For instance, I guess we knew that he had mentioned buying Greenland during his first term, (or exchanging it for Puerto Rico) after someone one had told him that Denmark was having trouble supporting the island and he thought it could be an acquisition like Alaska. (Trump’s folly?) Nobody thought much of it but now it’s quite clear that he actually means to do it, as if territorial expansion is a perfectly normal thing in the 21st century.
And then there’s the crazy feud with Canada which seems to stem from the same impulse as the Greenland obsession. Trump looks at a map and thinks he can consolidate all of North America into the United States, perhaps even change the name to Trumplandia for all we know.
This map is what gets him excited.

Consider that incredibly bizarre meeting with Israeli Prime Minister Benjamin Netanyahu at which he publicly floated the idea of forced relocation of the Palestinians to other countries where they would be provided with nice houses and the U.S. would take over Gaza and turn it into an international resort. He hasn’t mentioned it recently so maybe someone finally explained to him that it would be better to put that idea on the back burner, but he was quite serious about it when he said it.
Trump has always been a narcissist but it has now become full blown megalomania. These are peculiar, radical, extreme ideas far outside even the MAGA mainstream, that are nonetheless being taken very seriously by people in his orbit and around the world. JD Vance, the alleged true blue MAGA America Firster, went to Greenland on Friday and basically proclaimed it to be American territory.

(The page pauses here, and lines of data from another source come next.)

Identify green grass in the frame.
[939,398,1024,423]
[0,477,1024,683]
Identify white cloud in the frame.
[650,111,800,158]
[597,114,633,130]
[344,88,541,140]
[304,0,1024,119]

I don’t know if any of this will or can happen but considering how many of his proposals that we previously thought were completely mad are actually being implemented I don’t think it’s a good idea to dismiss the latest daft idea that he can run for a third term.
I know that his former adviser the influencer Steve Bannon has been floating that for a while, largely based upon some very fringe ideas from an activist lawyer named Mike Davis. The vast consensus is that it’s impossible because the Constitution clearly forbids it. But when asked by Kristen Welker in a phone interview on Sunday if he was joking when he said that he might run for a third term he said no. He said that he is so popular, more popular than any president in history — in the high 70 percent — that it might make sense. (The highest approval rating he has gotten so far is 50%)
He said:
Well, there are plans. There are — not plans. There are, there are methods which you could do it, as you know.
She asked if he was talking about the idea that JD Vance could run for president with him as vice president and then hand it back to him on the day after the inauguration and he replied, “Well, that’s one. But there are others too. There are others.”
I have no idea what those plans might be but it is true that there has been talk that the Vance hand-off might actually be doable under a certain reading of the constitution.
Do I think it’s probable? Not likely. He’ll be 82 in 2028 and he’s already losing a whole lot of steps. Even saying “there are plans” out loud is a sign of instability. But the way things are going I think it would be a huge mistake for the opposition to just ignore this talk. These people have an extreme, autocratic, authoritarian agenda and we are seeing it unfold in real time before our eyes. Literally nothing is impossible.